Friday, June 12, 2009

Diary of a Holiday, 2009 (1)

June 9th: To Paris

Departed St. Pancras at 12:29 – our first journey from the new Eurostar terminal, and very slick it is too. I was even more impressed by the sight of the Dartford Crossing about fifteen minutes after departure; those trains can move. So we reached Paris a couple of hours (and a bit) later, grabbed a coffee at the Gare du Nord, and then made our way to the Hotel Jeanne D'Arc. This turns out to be a bit scruffy round the edges – there seems to be some refurbishment work going on at the moment – but it's certainly come up in the world since we first stayed here, twenty-five years ago. Symptom of its location in the Marais, I guess.
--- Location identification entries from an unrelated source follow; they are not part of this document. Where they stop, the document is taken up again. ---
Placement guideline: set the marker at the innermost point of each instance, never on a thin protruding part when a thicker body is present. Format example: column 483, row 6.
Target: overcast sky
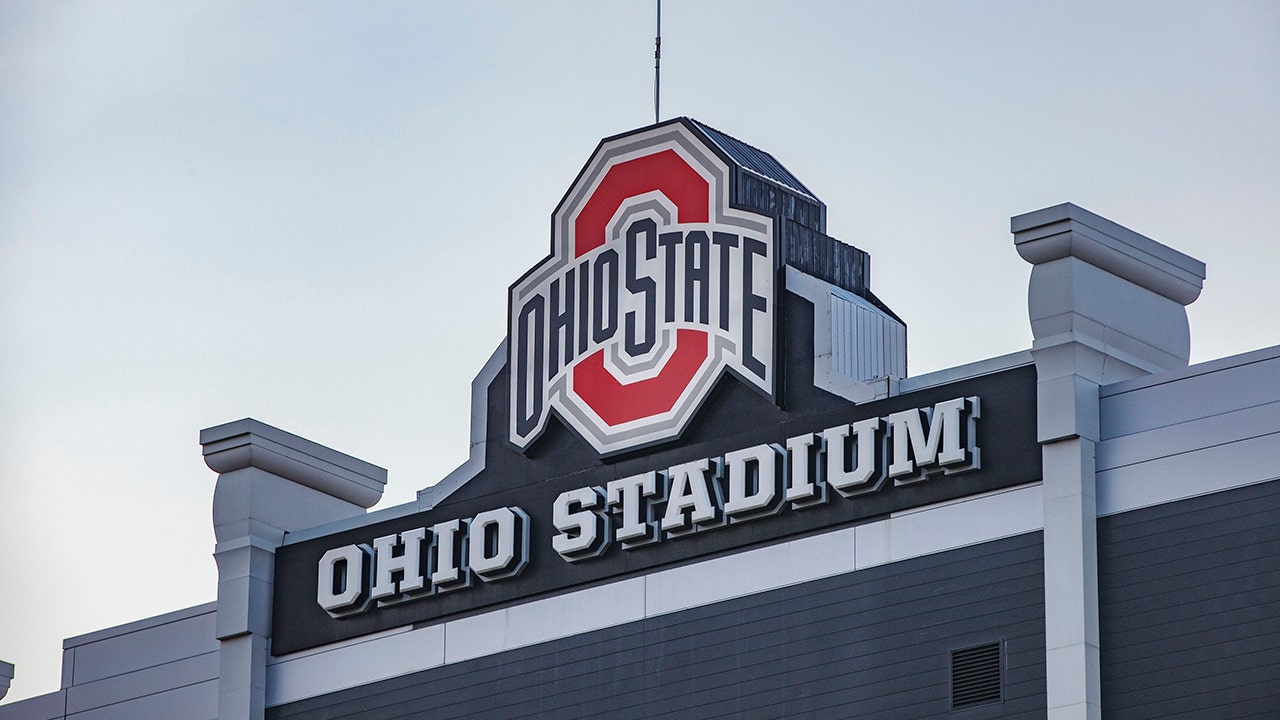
column 309, row 213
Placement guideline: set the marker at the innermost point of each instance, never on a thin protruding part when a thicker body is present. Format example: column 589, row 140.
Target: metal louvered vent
column 977, row 675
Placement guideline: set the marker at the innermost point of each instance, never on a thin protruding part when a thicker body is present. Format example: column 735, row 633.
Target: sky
column 310, row 213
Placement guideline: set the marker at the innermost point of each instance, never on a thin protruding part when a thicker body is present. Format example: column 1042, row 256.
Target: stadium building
column 703, row 483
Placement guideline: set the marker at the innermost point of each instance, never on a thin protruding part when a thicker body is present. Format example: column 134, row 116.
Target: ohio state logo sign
column 654, row 288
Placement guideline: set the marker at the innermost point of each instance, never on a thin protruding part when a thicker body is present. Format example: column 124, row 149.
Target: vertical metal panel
column 1189, row 607
column 865, row 343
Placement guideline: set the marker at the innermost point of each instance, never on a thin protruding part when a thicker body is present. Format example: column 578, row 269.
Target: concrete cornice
column 251, row 443
column 1069, row 231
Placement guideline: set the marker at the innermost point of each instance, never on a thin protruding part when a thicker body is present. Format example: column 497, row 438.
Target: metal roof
column 754, row 159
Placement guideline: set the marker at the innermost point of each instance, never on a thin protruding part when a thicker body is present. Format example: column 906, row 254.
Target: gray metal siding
column 1189, row 607
column 869, row 643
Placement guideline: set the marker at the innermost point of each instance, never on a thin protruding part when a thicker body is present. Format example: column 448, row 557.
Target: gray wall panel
column 1189, row 607
column 874, row 642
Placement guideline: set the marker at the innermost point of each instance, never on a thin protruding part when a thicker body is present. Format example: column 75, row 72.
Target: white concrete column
column 5, row 678
column 269, row 483
column 1106, row 304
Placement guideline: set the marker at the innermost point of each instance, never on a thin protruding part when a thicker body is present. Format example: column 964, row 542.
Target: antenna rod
column 657, row 64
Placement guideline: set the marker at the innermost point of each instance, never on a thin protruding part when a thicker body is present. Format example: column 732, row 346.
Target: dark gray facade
column 1077, row 531
column 1189, row 602
column 869, row 643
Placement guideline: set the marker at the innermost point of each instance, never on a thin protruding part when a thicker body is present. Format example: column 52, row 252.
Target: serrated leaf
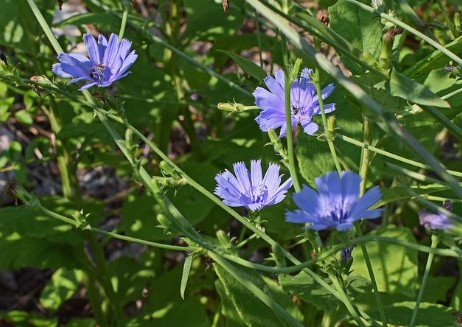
column 408, row 89
column 309, row 291
column 395, row 267
column 361, row 28
column 61, row 287
column 250, row 309
column 185, row 275
column 248, row 66
column 23, row 117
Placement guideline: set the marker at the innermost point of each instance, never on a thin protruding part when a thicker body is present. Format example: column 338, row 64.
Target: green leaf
column 314, row 158
column 61, row 287
column 361, row 28
column 185, row 275
column 23, row 117
column 405, row 88
column 251, row 310
column 395, row 267
column 309, row 291
column 430, row 314
column 247, row 65
column 26, row 319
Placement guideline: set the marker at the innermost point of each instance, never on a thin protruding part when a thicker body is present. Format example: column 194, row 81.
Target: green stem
column 452, row 253
column 70, row 221
column 44, row 25
column 330, row 140
column 260, row 47
column 448, row 20
column 389, row 154
column 289, row 135
column 105, row 279
column 338, row 287
column 388, row 124
column 435, row 241
column 123, row 24
column 372, row 277
column 407, row 9
column 363, row 169
column 412, row 30
column 265, row 298
column 62, row 153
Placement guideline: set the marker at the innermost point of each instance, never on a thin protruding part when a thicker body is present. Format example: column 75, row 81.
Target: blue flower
column 250, row 190
column 336, row 204
column 108, row 62
column 304, row 103
column 437, row 220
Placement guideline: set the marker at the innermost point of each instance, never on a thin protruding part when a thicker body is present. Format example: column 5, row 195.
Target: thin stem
column 265, row 298
column 447, row 18
column 103, row 276
column 330, row 140
column 363, row 169
column 435, row 241
column 410, row 29
column 73, row 222
column 364, row 164
column 389, row 154
column 372, row 277
column 62, row 154
column 123, row 24
column 259, row 39
column 289, row 135
column 388, row 124
column 44, row 25
column 342, row 294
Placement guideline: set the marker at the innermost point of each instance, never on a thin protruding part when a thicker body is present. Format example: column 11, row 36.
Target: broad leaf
column 408, row 89
column 395, row 266
column 247, row 65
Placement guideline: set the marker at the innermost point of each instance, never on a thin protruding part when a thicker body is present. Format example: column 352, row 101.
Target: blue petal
column 306, row 73
column 273, row 85
column 268, row 101
column 270, row 119
column 242, row 175
column 330, row 190
column 256, row 176
column 102, row 45
column 127, row 63
column 92, row 48
column 111, row 51
column 280, row 193
column 297, row 216
column 58, row 70
column 310, row 128
column 359, row 210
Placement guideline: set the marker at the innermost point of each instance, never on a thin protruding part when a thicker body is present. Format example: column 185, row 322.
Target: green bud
column 126, row 4
column 457, row 23
column 225, row 106
column 278, row 254
column 165, row 223
column 22, row 194
column 81, row 220
column 223, row 239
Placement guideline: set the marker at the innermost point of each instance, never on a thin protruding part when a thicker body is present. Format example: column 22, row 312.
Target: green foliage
column 394, row 266
column 395, row 89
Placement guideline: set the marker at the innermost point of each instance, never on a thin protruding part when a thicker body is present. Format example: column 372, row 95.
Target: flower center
column 338, row 214
column 97, row 73
column 258, row 193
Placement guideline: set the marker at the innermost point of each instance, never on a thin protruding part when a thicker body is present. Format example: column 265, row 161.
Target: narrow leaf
column 408, row 89
column 248, row 66
column 185, row 276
Anyhow, we checked in, and then took a walk, down and over the river, along past Notre Dame and back to the right bank, and then as far as the Louvre before we turned round and headed back to the Marais. Dinner was at Pitchi Poi – yeah, eating East European (herring salad, duck casserole, a weirdly nice poppy seed cake called “Nuit Profonde” that was as dark as its name implies) on one's first night in Paris, but we've been there before and we happen to like it.

June 10th: In Paris

One advantage of staying in a backstreet hotel (and in a room which looks onto a light well) is that it's quiet, especially for central Paris. So we slept well, thanks, and headed out for breakfast at a branch of Le Pain Quotidien – some streets away, but this is another taste we've developed in this city. (Though you can now get their hazelnut spread in London – well, from their branch in exile in St. Pancras.) Then we decide what to do with the day.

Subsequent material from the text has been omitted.